Having paid for visas using James’ cache of euros, we were then asked for our hotel address in Mauritania.  Explaining that we did not have one and would be transiting to Senegal was to no avail, and the immigration guard point blank refused to process our entry into Senegal. 

Whilst this argument was ensuing amidst pushing and shoving from others in the queue, a little chap appeared at our elbows to inform us that one of our bags had failed to arrive on the plane – the one carrying all of our repairs and spare parts.

We finally resolved the hotel issue by simply locating last year’s hotel name and quoting this to the immigration official, who responded by producing the magic stamp.  Wandering through into the main hall, we were also magically reunited with the missing bag that had apparently fallen off the conveyer belt and landed in an obscure corner of the terminal.

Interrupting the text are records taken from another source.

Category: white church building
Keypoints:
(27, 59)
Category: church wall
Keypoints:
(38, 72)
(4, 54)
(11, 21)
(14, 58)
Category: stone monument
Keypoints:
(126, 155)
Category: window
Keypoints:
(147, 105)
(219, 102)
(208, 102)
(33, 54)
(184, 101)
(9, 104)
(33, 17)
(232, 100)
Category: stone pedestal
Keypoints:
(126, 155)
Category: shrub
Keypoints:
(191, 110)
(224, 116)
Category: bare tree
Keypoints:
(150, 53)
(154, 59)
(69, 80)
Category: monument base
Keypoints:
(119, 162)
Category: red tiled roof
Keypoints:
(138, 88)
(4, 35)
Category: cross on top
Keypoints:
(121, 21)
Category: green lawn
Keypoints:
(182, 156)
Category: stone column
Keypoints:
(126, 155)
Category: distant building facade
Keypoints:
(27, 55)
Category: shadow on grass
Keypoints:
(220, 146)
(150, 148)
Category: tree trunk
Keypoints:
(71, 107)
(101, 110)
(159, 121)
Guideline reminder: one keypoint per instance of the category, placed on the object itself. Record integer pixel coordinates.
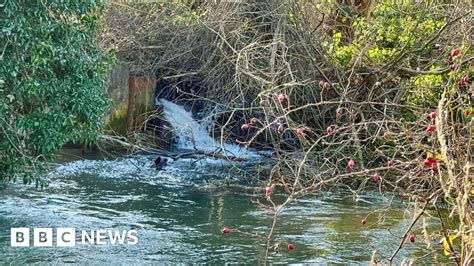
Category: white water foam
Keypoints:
(192, 135)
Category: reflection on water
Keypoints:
(179, 218)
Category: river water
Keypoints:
(179, 213)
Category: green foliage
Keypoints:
(53, 74)
(390, 28)
(423, 90)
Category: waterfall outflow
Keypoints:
(192, 135)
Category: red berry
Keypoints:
(282, 97)
(376, 177)
(269, 190)
(455, 52)
(460, 83)
(254, 121)
(281, 128)
(300, 132)
(434, 168)
(430, 161)
(351, 164)
(431, 129)
(329, 130)
(327, 85)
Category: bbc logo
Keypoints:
(66, 237)
(43, 237)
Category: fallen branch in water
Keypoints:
(196, 154)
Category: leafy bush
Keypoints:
(52, 80)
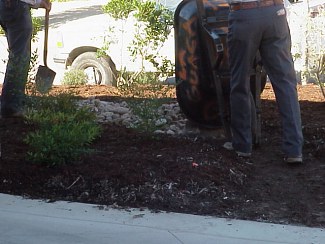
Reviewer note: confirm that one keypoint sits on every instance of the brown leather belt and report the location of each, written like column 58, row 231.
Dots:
column 254, row 4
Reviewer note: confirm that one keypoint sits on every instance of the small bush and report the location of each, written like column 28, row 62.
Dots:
column 64, row 131
column 75, row 77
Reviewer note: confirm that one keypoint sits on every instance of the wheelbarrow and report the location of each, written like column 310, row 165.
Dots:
column 201, row 67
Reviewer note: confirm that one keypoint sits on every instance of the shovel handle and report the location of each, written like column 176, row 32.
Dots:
column 46, row 36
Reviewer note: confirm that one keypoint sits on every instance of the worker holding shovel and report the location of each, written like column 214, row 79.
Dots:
column 16, row 21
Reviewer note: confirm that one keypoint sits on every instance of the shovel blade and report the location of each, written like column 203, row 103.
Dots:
column 44, row 79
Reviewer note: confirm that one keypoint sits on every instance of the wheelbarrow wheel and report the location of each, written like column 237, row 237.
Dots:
column 100, row 71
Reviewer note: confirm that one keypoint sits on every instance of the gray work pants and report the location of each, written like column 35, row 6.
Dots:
column 15, row 19
column 264, row 29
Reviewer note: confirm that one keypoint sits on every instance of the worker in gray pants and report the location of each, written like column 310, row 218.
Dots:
column 262, row 26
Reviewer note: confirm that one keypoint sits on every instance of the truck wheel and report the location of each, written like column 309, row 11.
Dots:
column 100, row 71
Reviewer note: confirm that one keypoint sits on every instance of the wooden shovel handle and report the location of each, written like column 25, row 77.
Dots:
column 46, row 31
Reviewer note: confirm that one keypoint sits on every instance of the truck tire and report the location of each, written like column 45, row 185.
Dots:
column 100, row 71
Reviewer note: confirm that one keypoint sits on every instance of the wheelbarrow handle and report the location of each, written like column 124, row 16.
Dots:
column 46, row 36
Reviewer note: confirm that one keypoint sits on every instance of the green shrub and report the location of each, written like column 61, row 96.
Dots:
column 64, row 130
column 74, row 77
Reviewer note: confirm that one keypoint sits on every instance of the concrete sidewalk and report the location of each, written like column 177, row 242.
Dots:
column 26, row 221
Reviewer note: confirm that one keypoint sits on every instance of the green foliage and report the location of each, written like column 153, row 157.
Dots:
column 120, row 9
column 152, row 26
column 64, row 130
column 315, row 68
column 74, row 77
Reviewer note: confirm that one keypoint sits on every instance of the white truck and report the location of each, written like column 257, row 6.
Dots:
column 78, row 42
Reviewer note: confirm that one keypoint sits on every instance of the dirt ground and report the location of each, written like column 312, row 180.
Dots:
column 182, row 174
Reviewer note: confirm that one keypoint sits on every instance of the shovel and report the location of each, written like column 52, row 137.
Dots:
column 45, row 76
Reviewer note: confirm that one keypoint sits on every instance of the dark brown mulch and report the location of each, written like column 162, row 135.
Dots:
column 189, row 175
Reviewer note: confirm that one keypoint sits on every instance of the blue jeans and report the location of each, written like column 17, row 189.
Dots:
column 264, row 29
column 16, row 21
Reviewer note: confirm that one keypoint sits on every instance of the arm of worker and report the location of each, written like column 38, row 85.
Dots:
column 39, row 3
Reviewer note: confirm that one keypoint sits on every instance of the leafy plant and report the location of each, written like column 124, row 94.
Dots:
column 64, row 131
column 153, row 24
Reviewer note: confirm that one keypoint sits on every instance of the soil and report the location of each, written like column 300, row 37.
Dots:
column 182, row 174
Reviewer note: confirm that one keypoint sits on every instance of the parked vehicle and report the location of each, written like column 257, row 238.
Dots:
column 79, row 41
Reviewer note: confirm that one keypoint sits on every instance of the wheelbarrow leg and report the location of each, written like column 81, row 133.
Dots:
column 214, row 35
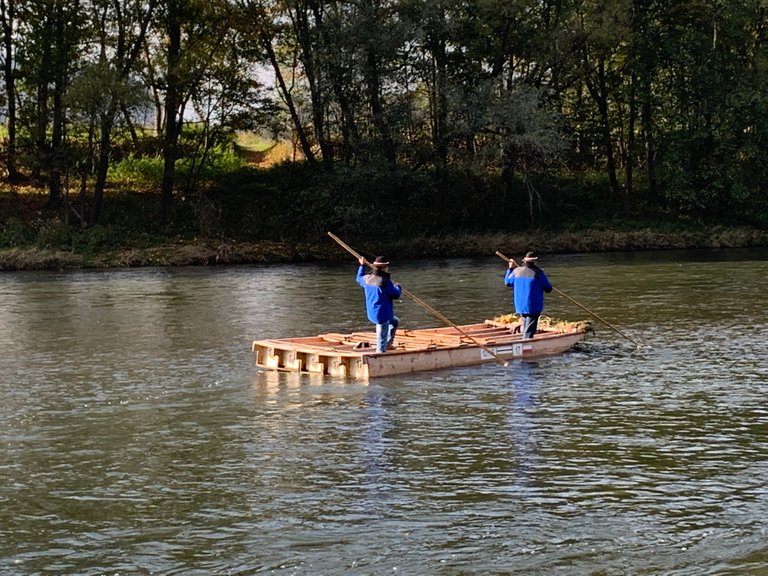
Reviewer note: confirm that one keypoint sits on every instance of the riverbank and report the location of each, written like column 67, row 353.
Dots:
column 208, row 252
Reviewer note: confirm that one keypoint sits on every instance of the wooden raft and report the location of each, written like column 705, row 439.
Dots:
column 354, row 355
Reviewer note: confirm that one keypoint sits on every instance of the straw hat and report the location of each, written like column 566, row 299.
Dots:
column 380, row 262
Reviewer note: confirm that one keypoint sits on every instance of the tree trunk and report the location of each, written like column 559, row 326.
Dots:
column 102, row 166
column 172, row 104
column 306, row 147
column 7, row 14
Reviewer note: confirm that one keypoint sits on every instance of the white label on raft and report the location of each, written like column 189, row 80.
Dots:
column 515, row 351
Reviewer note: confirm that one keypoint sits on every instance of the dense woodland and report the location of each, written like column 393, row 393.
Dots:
column 401, row 116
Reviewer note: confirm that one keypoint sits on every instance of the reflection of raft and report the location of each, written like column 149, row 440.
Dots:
column 354, row 355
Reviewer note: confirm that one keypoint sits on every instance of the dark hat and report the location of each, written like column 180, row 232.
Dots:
column 380, row 262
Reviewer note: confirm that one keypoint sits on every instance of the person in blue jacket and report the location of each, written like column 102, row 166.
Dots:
column 529, row 283
column 380, row 292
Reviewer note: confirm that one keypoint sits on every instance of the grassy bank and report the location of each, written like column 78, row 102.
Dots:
column 197, row 251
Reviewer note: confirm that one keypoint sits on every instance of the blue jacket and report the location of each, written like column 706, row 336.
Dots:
column 380, row 291
column 529, row 284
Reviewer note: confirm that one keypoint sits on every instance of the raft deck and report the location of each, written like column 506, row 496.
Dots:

Ty in the meantime had been informed by one of the baggage chaps that the immigration official had incorrectly processed his application sans visa, mistaking last year’s Mauri visa for current.  Whilst this seemed like a 120 euro win, in reality it just represented future hassles at the Mauri/Senegal border and an excuse for harassment by every official asking for papers enroute.  Result: Ty has to go back through the entire cycle again. 


Our Mauri contact from the shipping yard was still waiting patiently on the other side of this debacle.   Who waits for 3 hours until 2am in the morning, and then still greets you with a big smile?  After throwing bags in the back, his truck rattled pleasantly through deserted streets to Hotel Halima where we were asleep within minutes of arrival.